Next, a Gm-C type integrator using this will be described.
FIG. 9 is a circuit diagram illustrating an example of a Gm-C type integrator. Here, including the one in which the resistor R2 is inserted in series with the capacitor C1 on the output side of the transconductance amplifier 1, it is called a Gm-C type integrator.

  The transfer function T (s) from the input IN to the output OUT of this Gm-C integrator is the transconductance Gm of the transconductance amplifier 1, the values of the resistor R2 and the capacitor C1 connected to the output (R2, C1 respectively) Can be expressed as the following equation (4).

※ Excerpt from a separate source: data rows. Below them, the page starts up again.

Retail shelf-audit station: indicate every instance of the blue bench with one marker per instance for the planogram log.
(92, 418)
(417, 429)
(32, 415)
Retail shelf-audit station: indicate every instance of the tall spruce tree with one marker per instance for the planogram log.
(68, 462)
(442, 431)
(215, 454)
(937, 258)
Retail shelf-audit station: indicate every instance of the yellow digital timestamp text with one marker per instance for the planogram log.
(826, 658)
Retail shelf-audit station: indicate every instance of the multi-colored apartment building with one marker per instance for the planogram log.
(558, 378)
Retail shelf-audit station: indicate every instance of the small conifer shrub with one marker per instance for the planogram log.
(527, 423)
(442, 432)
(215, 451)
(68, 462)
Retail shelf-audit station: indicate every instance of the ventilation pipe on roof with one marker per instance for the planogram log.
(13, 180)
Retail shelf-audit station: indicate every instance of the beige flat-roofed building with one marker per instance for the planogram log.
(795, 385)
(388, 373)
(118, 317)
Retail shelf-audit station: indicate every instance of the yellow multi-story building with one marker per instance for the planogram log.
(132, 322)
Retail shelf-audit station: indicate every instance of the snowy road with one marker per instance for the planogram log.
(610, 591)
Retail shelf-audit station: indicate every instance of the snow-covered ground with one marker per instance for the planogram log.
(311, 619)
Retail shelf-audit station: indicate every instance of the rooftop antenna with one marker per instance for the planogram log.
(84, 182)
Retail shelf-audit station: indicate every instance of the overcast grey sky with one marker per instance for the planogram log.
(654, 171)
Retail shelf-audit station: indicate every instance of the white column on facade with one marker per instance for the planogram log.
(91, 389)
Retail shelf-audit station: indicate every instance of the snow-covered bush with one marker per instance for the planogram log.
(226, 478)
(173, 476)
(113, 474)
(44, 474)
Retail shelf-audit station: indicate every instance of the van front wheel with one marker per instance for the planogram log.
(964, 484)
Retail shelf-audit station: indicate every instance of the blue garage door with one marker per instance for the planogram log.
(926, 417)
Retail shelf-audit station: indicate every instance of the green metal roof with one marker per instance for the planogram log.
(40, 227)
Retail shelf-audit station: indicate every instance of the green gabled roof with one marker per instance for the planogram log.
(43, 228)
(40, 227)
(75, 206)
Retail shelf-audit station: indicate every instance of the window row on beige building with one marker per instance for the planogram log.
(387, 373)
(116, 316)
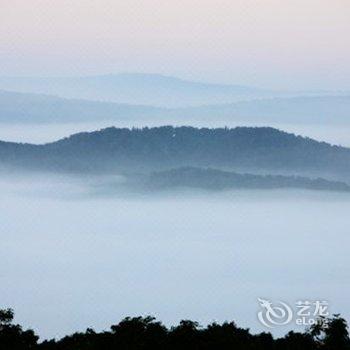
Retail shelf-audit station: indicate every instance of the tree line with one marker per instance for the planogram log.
(143, 333)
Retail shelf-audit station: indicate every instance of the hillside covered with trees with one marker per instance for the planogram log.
(257, 150)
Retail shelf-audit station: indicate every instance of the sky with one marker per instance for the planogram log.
(293, 44)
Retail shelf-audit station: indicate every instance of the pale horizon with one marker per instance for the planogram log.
(286, 45)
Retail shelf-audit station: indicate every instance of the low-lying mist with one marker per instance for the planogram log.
(73, 257)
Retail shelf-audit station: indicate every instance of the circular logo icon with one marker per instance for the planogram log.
(274, 315)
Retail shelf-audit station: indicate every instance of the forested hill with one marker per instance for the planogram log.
(112, 149)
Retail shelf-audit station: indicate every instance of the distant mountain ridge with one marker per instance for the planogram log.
(255, 150)
(133, 88)
(35, 108)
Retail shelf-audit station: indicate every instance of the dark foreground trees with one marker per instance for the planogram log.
(143, 333)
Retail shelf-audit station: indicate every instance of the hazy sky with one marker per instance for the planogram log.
(277, 43)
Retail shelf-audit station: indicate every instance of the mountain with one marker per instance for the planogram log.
(133, 88)
(111, 150)
(213, 179)
(35, 108)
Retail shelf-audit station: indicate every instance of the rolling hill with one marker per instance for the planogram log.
(112, 150)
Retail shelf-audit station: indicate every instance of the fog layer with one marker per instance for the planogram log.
(71, 260)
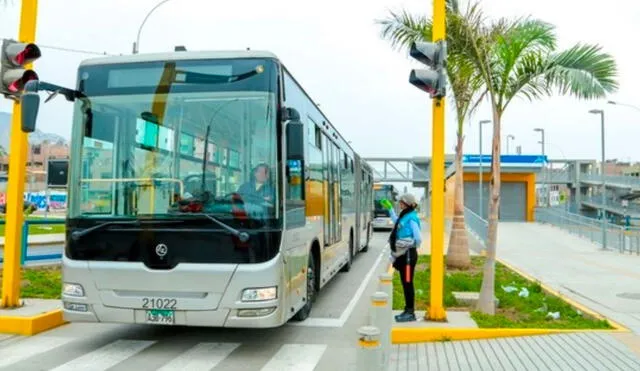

In this equation (4), s is a Laplace operator, and the gain becomes infinite in the case of DC input (s = 0).
As shown in FIG. 10, in the transfer function equivalent to the equation (4), a resistor R3 having a resistance value of 1 / Gm is provided on the input side, and a series circuit of the resistor R2 and the capacitor C1 forms a feedback circuit. It can also be realized by using the operational amplifier 2. However, the input impedance can be increased by using the transconductance amplifier 1 shown in FIG. Further, when the transconductance amplifier 1 is integrated into an integrated circuit and the resistor R2 and the capacitor C1 are connected to the external terminal of the integrated circuit, there is an advantage that only one external terminal is required.
Japanese Patent Laid-Open No. 10-150332 Japanese Patent Application Laid-Open No. 08-222969

  However, in the Gm-C type integrator using the transconductance amplifier 1, as shown in FIG. 11, the output resistance Ro of the output stage MOSFET is actually inserted in parallel with R2 and C1 connected to the output side. . For this reason, when the output resistance Ro in the saturation region of the MOSFET constituting the transconductance amplifier 1 is small, the maximum gain of the Gm-C integrator is limited by Gm · Ro. There was a problem that could not be obtained. Such a problem may occur in the entire output stage of the current output amplifier, and is not limited to the transconductance amplifier having the configuration shown in FIG.

  The present invention has been made in view of these points, and an object of the present invention is to provide an integrated circuit transconductance amplifier capable of securing an integrator gain of about 60 dB at a DC level.

  Another object of the present invention is to provide a Gm-C type integrator that operates stably with respect to a signal source having a high output resistance.

  In the present invention, in order to solve the above problem, first and second differential inputs are applied to the respective gates, the first and second constant current sources are connected to the drains as loads, and the first and second constant current drives are performed. And a third circuit having a gate connected to the drain of the first MOSFET in common, and the drain of the third MOSFET serving as the first node. Via a third constant current source and a first current mirror circuit connected to the source of the first MOSFET, and fourth and sixth gates connected in common to the drain of the second MOSFET. And a drain of the fourth MOSFET is connected to a fourth constant current source and a source of the second MOSFET via a second node. A mirror circuit, a first resistor connecting the first node and the second node, and seventh and eighth MOSFETs each having a gate connected in common. A third current mirror circuit in which the drain of the MOSFET is connected to the drain of the fifth MOSFET, and the gate of the eighth MOSFET is connected to the drain of the sixth MOSFET via an output terminal; A transconductance amplifier configured to obtain a current output corresponding to a difference between a current flowing from the output terminal to the fifth MOSFET and a current flowing to the sixth MOSFET, the sixth and eighth MOSFETs being The drains of the sixth and eighth MOSFETs are connected via the ninth and tenth MOSFETs that are cascode-connected, respectively. Transconductance amplifier, characterized in that it is connected to the force terminal is provided.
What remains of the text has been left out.